PLACE FINANCIÈRE & MARCHÉS — Marchés financiers

Chronique des chefs économistes

Renforcer et prolonger, dernier recalibrage de la BCE en 2020



Olivier Goemans, head of investment services and innovation à la BIL. (Photo: BIL)

Olivier Goemans, head of investment services and innovation à la BIL. (Photo: BIL)

Alors que la résurgence de la pandémie de coronavirus freine la reprise dans la zone euro, la Banque centrale européenne a annoncé un renforcement de son soutien.
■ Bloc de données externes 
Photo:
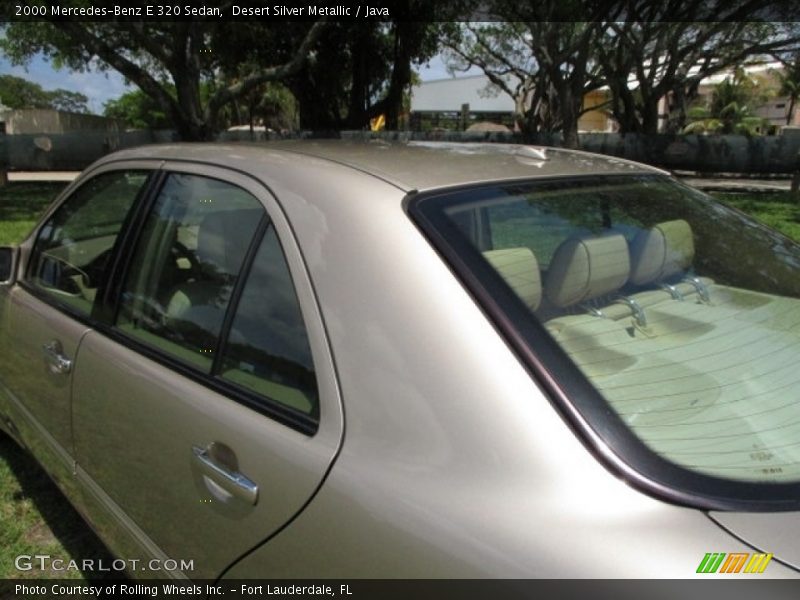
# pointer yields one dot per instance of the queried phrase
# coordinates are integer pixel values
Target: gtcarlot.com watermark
(44, 562)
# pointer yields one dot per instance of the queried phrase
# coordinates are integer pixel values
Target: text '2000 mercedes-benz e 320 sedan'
(340, 359)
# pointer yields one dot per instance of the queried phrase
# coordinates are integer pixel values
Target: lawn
(21, 205)
(34, 516)
(778, 210)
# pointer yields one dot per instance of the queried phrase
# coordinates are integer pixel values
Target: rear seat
(588, 273)
(661, 257)
(520, 269)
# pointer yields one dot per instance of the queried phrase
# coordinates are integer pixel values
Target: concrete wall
(43, 120)
(717, 154)
(69, 151)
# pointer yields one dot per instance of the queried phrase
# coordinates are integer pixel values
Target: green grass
(36, 519)
(778, 209)
(21, 205)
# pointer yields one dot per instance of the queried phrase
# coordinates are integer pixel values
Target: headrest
(223, 238)
(586, 268)
(660, 252)
(520, 269)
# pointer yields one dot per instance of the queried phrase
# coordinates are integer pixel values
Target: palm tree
(729, 110)
(789, 78)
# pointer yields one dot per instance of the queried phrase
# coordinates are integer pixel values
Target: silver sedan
(335, 359)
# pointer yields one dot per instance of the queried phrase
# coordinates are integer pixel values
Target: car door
(206, 413)
(49, 311)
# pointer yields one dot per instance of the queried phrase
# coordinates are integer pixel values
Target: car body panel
(453, 461)
(770, 532)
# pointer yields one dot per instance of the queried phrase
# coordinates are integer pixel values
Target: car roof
(407, 165)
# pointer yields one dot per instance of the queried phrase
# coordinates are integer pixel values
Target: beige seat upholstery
(520, 269)
(661, 252)
(586, 268)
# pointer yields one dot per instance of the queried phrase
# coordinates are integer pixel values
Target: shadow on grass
(26, 201)
(67, 526)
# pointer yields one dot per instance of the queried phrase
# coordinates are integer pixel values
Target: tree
(666, 48)
(540, 56)
(789, 79)
(16, 92)
(138, 110)
(168, 61)
(730, 109)
(361, 68)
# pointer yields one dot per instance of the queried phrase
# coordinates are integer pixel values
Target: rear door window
(73, 247)
(186, 265)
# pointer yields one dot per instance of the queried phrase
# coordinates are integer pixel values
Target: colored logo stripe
(713, 562)
(758, 563)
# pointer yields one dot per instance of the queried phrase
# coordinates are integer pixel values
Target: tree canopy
(168, 61)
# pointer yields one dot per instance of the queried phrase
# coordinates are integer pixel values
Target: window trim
(26, 283)
(570, 392)
(103, 314)
(263, 405)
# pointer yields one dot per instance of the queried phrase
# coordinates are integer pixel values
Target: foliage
(789, 79)
(669, 47)
(539, 56)
(170, 61)
(138, 110)
(16, 93)
(730, 108)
Les nouvelles mesures prolongent son programme d’achat d’obligations et incluent de nouveaux apports de liquidités à des conditions très avantageuses aux banques, à condition que celles-ci continuent de les transmettre aux entreprises et aux consommateurs sous forme de nouveaux prêts.

Les taux d’intérêt des opérations principales de refinancement de la BCE ainsi que ceux de la facilité de prêt marginal et de la facilité de dépôt demeurent inchangés, à respectivement 0,00%, 0,25% et -0,50%. Le Conseil des gouverneurs a indiqué que les taux devraient rester à leurs niveaux actuels ou à des niveaux plus bas jusqu’à ce que les perspectives d’inflation convergent durablement vers un niveau suffisamment proche de, mais inférieur à, 2%. À en juger par les chiffres actuels, le compte n’y est pas: l’inflation est ressortie à -0,3% en glissement annuel au mois de novembre, comme lors des deux mois précédents. Malgré un «engagement en faveur de la symétrie», la BCE ne pense pas être en mesure de faire remonter l’inflation au-delà de 1,4% d’ici 2023.
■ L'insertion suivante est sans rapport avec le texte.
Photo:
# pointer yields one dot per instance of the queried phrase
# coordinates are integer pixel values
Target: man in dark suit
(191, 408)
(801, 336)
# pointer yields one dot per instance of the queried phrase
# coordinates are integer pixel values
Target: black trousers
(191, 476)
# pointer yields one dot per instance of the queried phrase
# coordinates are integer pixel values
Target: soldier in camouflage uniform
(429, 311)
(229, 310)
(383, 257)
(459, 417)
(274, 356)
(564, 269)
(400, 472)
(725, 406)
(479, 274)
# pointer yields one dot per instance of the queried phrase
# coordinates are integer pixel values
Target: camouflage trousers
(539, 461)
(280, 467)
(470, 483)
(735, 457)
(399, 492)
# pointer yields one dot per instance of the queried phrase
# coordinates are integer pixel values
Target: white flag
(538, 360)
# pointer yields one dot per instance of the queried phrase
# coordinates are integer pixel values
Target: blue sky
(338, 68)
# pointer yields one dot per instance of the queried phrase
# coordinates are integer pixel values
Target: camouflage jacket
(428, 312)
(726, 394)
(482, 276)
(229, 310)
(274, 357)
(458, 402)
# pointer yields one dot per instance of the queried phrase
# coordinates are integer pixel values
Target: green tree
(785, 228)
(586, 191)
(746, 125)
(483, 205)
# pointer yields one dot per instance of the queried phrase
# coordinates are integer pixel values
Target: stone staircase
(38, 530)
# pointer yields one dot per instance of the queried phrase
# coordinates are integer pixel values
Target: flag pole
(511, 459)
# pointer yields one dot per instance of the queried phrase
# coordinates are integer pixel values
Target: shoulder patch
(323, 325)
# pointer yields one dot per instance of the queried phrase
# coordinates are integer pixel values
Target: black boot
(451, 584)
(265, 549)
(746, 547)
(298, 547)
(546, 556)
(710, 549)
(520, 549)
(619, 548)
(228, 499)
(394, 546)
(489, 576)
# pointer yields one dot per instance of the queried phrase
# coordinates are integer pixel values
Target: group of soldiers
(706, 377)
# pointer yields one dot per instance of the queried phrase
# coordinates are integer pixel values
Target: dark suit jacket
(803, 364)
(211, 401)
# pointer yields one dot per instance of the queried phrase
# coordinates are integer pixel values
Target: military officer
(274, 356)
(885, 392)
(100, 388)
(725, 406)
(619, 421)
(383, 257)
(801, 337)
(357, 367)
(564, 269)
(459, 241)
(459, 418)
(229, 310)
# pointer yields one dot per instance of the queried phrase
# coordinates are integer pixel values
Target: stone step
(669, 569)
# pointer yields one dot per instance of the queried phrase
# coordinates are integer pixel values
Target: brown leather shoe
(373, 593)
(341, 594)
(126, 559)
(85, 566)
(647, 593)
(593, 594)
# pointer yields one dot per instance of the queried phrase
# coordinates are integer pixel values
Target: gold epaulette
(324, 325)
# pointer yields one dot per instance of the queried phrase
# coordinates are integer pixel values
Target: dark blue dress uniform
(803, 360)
S’agissant de son programme d’achat d’actifs, la BCE a augmenté l’enveloppe consacrée à son programme d’achats d’urgence face à la pandémie (pandemic emergency purchase program, PEPP) de 500 milliards d’euros, la portant à un total de 1.850 milliards d’euros. Elle a aussi étendu l’horizon fixé pour les achats nets au titre du PEPP jusqu’à fin mars 2022 au minimum, tandis que les produits des titres arrivant à échéance seront investis au moins jusqu’à la fin de 2023. Ces dispositifs viennent compléter le programme d’achat d’actifs (asset purchase program, APP), qui se poursuivra à un rythme mensuel de 20 milliards d’euros et sera maintenu aussi longtemps que nécessaire pour renforcer les effets accommodants des taux directeurs. Les principaux taux d’intérêt ne seront pas relevés tant que ce programme sera en cours.
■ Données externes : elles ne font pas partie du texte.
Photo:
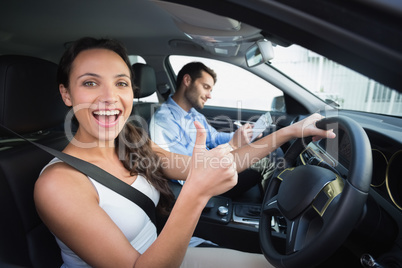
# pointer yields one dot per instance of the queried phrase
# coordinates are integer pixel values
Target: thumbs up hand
(212, 172)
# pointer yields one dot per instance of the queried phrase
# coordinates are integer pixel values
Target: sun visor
(216, 34)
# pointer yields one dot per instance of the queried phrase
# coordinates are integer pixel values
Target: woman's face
(101, 94)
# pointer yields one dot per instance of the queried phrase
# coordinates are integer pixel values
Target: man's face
(199, 91)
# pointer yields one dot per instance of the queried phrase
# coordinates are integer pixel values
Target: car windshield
(334, 83)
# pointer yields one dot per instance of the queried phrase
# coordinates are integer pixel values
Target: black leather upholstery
(30, 103)
(29, 95)
(145, 80)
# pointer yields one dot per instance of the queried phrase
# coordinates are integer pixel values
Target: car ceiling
(366, 37)
(144, 26)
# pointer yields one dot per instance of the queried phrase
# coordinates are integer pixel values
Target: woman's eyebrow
(89, 74)
(122, 75)
(96, 75)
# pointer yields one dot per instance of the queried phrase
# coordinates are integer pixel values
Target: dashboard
(335, 154)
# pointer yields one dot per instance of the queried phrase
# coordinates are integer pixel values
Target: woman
(95, 226)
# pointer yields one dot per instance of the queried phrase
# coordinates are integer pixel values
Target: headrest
(144, 79)
(29, 97)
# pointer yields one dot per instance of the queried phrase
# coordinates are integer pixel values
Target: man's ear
(186, 80)
(65, 95)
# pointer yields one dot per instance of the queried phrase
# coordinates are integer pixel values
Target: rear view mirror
(259, 53)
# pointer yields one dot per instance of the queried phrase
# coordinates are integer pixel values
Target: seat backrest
(145, 81)
(30, 104)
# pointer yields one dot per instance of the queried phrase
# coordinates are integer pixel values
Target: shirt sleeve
(170, 136)
(214, 137)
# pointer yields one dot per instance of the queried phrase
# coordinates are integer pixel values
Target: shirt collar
(179, 112)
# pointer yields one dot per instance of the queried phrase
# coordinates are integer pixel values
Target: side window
(154, 97)
(235, 86)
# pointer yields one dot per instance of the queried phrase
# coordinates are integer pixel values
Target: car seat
(30, 104)
(145, 82)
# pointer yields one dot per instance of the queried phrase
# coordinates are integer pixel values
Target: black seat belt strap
(101, 176)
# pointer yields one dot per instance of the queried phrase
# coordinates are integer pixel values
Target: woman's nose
(109, 94)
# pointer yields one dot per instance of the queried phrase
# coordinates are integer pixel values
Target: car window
(234, 85)
(138, 59)
(333, 82)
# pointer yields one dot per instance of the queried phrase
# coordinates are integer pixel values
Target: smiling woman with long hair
(95, 226)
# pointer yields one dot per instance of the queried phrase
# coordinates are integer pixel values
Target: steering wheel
(319, 206)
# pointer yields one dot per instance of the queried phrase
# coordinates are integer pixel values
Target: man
(172, 127)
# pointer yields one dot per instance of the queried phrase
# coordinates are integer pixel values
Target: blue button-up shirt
(173, 129)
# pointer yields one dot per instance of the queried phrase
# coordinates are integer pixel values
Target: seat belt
(101, 176)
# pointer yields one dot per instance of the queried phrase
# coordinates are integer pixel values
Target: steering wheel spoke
(318, 207)
(296, 234)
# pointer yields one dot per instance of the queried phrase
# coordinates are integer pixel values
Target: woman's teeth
(108, 113)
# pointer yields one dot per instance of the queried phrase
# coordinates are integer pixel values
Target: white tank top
(129, 217)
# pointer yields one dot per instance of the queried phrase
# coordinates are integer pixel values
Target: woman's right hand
(212, 172)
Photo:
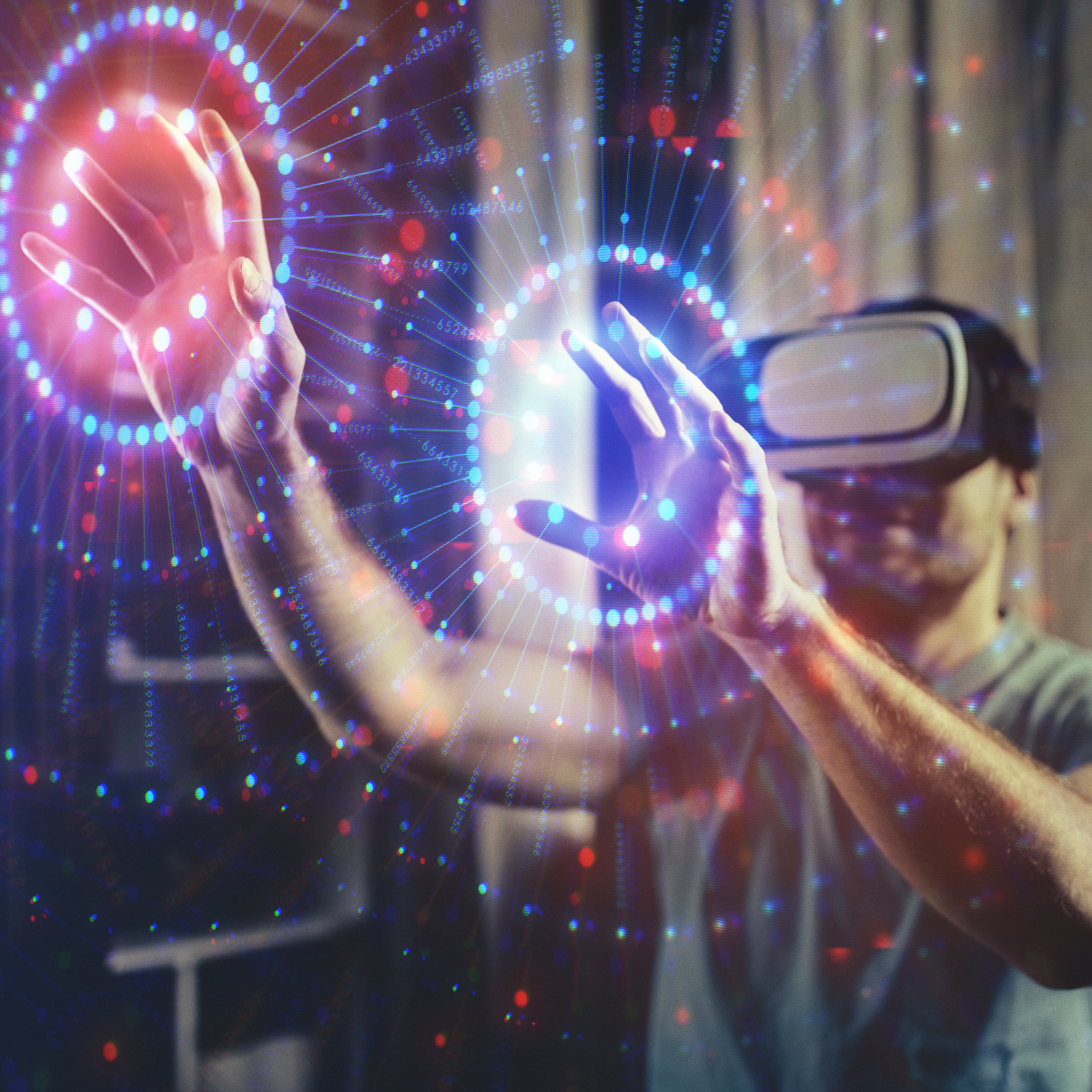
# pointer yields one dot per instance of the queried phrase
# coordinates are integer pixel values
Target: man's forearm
(927, 782)
(347, 634)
Une batterie de nouvelles mesures

Afin de veiller à ce que les banques de la zone euro disposent de liquidités suffisantes, la BCE a déployé une batterie de nouvelles mesures. Elle a prolongé d’un an, jusqu’à juin 2022 (alors que le consensus s’attendait à un prolongement de six mois), la période durant laquelle les banques peuvent se refinancer à -1%, à condition de respecter certaines conditions de prêt. Elle a également annoncé qu’elle effectuerait trois opérations de refinancement supplémentaires pour les prêts à trois ans, la dernière étant programmée pour décembre 2021.

La BCE a déclaré: «Les mesures de politique monétaire adoptées aujourd’hui contribueront à préserver des conditions de financement favorables pendant la période de pandémie, favorisant ainsi le flux de crédits vers l’ensemble des secteurs de l’économie, soutenant l’activité économique et maintenant la stabilité des prix à moyen terme.»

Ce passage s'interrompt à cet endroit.